I asked Max Walsh what he thought. He was now with the Packer organisation, working with the Bulletin and Channel 9’s Sunday program. As he was no longer my boss, I thought he might offer an objective opinion; he would certainly grasp the allure of the offer. The Department of Prime Minister and Cabinet (PM&C), where women’s policy was now located, was the epicentre of political and bureaucratic power. It would be fascinating to see how it all worked. But it would be a drastic shift to move from reporting to government, from observing to being a player.
‘Would look great on your CV,’ was all he said.
There were a lot of things to consider. Even though the job was a public service appointment and I would have to go through all the proper processes, I would be seen as Hawke’s person. That was unlikely to be an advantage within PM&C. And I would be turning my back on journalism, which had been my life for eight years now. Would I ever be able to return to it? For my generation of journalists, apart from the intrinsic rewards of covering society with your reporting, the job offered us worlds that would not otherwise have been open to us; already my passport had many more stamps than I could ever have imagined. Only my job as the international board chair of Greenpeace, in the early 2000s, enabled me to travel to more countries. As a journalist, I was able to not just meet a very wide range of political, business and other leaders but to engage with and, in some cases, befriend them. I was able to move easily into entertainment circles, to become on first-name terms with actors and film directors and those in their worlds. It was easy to forget that there was a bargain entailed in this intimacy. As I would discover several times in my future when I again moved from the media, the terms of your entry into this glamorous world are very stark. You learn quickly once you are no longer in the job that you are no longer of any use. The friends quickly disappear and the invitations stop overnight.
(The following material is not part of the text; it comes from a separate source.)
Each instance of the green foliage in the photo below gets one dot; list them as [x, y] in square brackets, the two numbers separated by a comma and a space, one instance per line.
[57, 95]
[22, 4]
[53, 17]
Leaving the Press Gallery had its risks but the opportunity, in the end, was irresistible. I was being offered a chance to help advance women’s equality in Australia in a unique and unprecedented way. My previous efforts had been through activism or writing. Now I had the prospect of learning how to use the power of the bureaucracy to actually deliver the policies we activists had long argued and campaigned for. The newly elected government had promised to make these policies a priority and had already started to do so. I would be irresponsible, I told myself, if I did not step up to the challenge.